For more on how these bots are designed, check out the on-demand webinar on Building Intelligent AI Chatbots Using RAG.

Future advancements will help LLMs expand their capacity for logic, reasoning, math and more, giving them the ability to break complex requests into smaller subtasks.

Progress is also being made on AI agents, applications capable of taking a complex prompt, breaking it into smaller ones, and engaging autonomously with LLMs and other AI systems to complete them. ChatDev is an example of an AI agent framework, but agents aren’t limited to technical tasks.

For example, users could ask a personal AI travel agent to book a family vacation abroad. The agent would break that task into subtasks — itinerary planning, booking travel and lodging, creating packing lists, finding a dog walker — and independently execute them in order.

Unlock Personal Data With RAG

As powerful as LLMs and chatbots are for general use, they can become even more helpful when combined with an individual user’s data. By doing so, they can help analyze email inboxes to uncover trends, comb through dense user manuals to find the answer to a technical question about some hardware, or summarize years of bank and credit card statements.

Retrieval-augmented generation, or RAG, is one of the easiest and most effective ways to hone LLMs for a particular dataset.

An example of RAG on a PC.

RAG enhances the accuracy and reliability of generative AI models with facts fetched from external sources. By connecting an LLM with practically any external resource, RAG lets users chat with data repositories while also giving the LLM the ability to cite its sources. The user experience is as simple as pointing the chatbot toward a file or directory.

For example, a standard LLM will have general knowledge about content strategy best practices, marketing tactics and basic insights into a particular industry or customer base. But connecting it via RAG to marketing assets supporting a product launch would allow it to analyze the content and help plan a tailored strategy.

RAG works with any LLM, as the application supports it. NVIDIA’s Chat with RTX tech demo is an example of RAG connecting an LLM to a personal dataset. It runs locally on systems with a GeForce RTX or NVIDIA RTX professional GPU.

To learn more about RAG and how it compares to fine-tuning an LLM, read the tech blog, RAG 101: Retrieval-Augmented Generation Questions Answered.

Experience the Speed and Privacy of Chat with RTX

Chat with RTX is a local, personalized chatbot demo that’s easy to use and free to download. It’s built with RAG functionality and TensorRT-LLM and RTX acceleration. It supports multiple open-source LLMs, including Meta’s Llama 2 and Mistral’s Mistral. Support for Google’s Gemma is coming in a future update.

Chat with RTX connects users to their personal data through RAG.

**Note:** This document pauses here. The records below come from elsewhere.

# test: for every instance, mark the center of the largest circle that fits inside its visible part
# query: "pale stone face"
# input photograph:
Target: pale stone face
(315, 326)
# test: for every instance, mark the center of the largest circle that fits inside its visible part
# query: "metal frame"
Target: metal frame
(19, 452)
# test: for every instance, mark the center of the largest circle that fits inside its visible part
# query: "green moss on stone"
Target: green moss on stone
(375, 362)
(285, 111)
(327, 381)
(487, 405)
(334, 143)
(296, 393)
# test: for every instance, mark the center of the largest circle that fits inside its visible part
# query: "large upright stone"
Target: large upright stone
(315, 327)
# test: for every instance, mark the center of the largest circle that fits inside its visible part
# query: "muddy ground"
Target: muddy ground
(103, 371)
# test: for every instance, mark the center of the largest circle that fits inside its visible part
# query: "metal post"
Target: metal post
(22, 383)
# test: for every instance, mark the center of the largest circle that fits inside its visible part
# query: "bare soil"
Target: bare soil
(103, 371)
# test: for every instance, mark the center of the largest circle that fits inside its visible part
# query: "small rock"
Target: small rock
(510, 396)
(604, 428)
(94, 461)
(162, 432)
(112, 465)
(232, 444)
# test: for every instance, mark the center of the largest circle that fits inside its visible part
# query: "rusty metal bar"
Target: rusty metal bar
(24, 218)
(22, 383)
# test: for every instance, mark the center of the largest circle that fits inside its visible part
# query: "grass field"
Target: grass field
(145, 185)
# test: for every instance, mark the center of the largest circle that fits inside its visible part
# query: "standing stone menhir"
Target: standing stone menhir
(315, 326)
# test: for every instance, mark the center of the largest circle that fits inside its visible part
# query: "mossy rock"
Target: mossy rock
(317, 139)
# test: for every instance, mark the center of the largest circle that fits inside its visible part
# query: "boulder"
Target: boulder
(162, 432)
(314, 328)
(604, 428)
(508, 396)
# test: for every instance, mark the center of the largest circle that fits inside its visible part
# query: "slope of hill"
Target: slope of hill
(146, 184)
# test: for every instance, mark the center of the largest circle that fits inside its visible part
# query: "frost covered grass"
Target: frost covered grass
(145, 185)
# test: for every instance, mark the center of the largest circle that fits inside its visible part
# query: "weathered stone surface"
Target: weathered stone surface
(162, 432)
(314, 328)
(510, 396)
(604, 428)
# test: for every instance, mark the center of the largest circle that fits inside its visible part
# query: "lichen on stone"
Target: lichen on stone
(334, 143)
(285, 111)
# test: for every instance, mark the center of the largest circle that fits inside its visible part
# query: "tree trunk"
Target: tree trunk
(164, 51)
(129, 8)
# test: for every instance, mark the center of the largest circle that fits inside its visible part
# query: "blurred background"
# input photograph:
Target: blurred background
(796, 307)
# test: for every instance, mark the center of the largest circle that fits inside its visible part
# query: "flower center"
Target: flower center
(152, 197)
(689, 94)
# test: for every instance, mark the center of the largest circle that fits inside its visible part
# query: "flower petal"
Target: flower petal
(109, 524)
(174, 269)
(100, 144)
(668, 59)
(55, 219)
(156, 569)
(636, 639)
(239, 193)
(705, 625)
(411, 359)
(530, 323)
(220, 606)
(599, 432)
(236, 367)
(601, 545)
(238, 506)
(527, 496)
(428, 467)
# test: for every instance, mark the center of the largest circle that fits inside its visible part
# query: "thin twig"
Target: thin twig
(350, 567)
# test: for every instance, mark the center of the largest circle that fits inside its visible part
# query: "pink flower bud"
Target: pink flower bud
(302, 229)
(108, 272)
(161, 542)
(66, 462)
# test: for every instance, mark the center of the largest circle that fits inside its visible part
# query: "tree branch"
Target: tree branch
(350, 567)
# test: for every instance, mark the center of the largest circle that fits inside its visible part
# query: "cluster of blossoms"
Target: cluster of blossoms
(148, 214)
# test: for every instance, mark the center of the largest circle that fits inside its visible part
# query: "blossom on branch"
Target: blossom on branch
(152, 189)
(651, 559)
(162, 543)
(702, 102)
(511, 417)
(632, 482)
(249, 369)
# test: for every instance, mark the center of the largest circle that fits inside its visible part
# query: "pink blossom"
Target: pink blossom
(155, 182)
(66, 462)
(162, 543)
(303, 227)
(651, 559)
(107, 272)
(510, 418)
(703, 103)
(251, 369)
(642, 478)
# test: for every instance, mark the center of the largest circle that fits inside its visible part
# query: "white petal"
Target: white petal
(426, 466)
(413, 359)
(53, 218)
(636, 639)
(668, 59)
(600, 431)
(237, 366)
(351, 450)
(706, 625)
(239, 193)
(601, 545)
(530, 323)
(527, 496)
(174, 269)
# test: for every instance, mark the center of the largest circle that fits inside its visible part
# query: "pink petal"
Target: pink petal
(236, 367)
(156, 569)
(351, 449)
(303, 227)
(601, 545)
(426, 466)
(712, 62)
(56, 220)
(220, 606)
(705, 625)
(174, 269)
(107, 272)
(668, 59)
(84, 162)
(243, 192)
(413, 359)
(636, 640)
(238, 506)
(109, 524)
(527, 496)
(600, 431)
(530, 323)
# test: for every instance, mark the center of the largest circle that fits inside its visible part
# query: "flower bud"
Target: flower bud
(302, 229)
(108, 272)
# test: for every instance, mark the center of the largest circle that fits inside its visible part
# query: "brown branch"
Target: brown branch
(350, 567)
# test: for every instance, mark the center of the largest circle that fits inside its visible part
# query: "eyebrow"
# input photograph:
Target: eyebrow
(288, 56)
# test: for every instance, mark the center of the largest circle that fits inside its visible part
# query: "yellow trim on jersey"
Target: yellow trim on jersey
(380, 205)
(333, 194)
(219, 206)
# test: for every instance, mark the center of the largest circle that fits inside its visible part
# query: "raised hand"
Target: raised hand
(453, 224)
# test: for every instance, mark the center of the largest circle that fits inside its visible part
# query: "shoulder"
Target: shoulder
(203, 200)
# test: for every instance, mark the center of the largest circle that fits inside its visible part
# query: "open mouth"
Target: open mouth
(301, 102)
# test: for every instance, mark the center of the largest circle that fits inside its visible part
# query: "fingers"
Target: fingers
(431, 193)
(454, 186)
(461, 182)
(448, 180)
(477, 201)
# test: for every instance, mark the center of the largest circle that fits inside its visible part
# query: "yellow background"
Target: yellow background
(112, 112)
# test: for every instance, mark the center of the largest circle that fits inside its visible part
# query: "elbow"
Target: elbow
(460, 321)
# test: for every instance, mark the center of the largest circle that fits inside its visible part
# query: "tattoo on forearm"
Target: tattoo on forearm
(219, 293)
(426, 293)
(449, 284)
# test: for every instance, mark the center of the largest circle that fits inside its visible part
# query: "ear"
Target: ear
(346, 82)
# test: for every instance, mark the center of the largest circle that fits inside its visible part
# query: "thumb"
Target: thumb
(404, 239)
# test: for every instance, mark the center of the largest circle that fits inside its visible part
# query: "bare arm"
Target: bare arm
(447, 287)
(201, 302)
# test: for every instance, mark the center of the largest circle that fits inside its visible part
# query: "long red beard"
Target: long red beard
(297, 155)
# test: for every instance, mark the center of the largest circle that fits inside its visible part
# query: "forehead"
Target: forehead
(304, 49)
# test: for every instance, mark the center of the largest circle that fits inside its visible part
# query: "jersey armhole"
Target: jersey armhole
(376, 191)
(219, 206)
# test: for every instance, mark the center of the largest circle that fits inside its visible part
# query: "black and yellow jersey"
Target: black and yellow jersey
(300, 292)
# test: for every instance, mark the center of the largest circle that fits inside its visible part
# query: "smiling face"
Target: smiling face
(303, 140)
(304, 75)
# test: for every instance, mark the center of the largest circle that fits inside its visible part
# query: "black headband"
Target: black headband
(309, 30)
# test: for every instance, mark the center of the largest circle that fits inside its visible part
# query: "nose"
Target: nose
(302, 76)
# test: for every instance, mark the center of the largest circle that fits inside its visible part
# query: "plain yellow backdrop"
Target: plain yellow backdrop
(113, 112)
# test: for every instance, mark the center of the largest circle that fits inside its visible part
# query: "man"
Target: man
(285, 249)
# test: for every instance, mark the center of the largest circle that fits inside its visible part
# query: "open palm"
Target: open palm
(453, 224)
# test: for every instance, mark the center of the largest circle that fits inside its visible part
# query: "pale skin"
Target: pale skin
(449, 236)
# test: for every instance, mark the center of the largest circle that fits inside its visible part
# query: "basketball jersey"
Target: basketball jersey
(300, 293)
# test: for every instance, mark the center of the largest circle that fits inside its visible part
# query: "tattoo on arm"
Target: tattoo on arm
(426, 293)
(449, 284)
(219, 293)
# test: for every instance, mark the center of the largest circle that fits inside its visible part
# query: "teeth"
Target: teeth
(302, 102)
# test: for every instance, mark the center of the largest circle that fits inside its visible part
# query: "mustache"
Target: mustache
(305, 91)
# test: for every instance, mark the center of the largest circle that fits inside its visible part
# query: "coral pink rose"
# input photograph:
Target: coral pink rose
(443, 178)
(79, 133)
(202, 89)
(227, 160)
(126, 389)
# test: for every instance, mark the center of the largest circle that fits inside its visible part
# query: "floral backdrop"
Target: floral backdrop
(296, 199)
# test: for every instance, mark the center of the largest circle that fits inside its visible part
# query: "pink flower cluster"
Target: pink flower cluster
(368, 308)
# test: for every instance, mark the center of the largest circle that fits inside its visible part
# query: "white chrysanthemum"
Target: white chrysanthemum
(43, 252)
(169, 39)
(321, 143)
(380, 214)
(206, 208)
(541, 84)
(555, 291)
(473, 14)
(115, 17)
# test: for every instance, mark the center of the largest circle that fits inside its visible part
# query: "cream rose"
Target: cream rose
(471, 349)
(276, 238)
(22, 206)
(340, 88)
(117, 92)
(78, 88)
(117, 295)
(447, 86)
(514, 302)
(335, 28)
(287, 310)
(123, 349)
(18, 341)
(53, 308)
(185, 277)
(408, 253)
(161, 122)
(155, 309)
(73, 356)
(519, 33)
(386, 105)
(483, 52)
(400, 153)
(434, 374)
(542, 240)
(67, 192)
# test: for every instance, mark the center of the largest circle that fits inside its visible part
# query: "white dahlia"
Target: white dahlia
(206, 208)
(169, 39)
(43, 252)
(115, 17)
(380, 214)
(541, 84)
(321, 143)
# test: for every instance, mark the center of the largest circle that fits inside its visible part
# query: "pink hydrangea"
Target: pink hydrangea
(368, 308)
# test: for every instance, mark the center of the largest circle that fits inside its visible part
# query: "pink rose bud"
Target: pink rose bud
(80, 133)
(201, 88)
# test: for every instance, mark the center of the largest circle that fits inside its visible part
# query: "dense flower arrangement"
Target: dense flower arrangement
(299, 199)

Users can easily connect local files on a PC to a supported LLM simply by dropping files into a folder and pointing the demo to that location. Doing so enables it to answer queries with quick, contextually relevant answers.

Since Chat with RTX runs locally on Windows with GeForce RTX PCs and NVIDIA RTX workstations, results are fast — and the user’s data stays on the device. Rather than relying on cloud-based services, Chat with RTX lets users process sensitive data on a local PC without the need to share it with a third party or have an internet connection.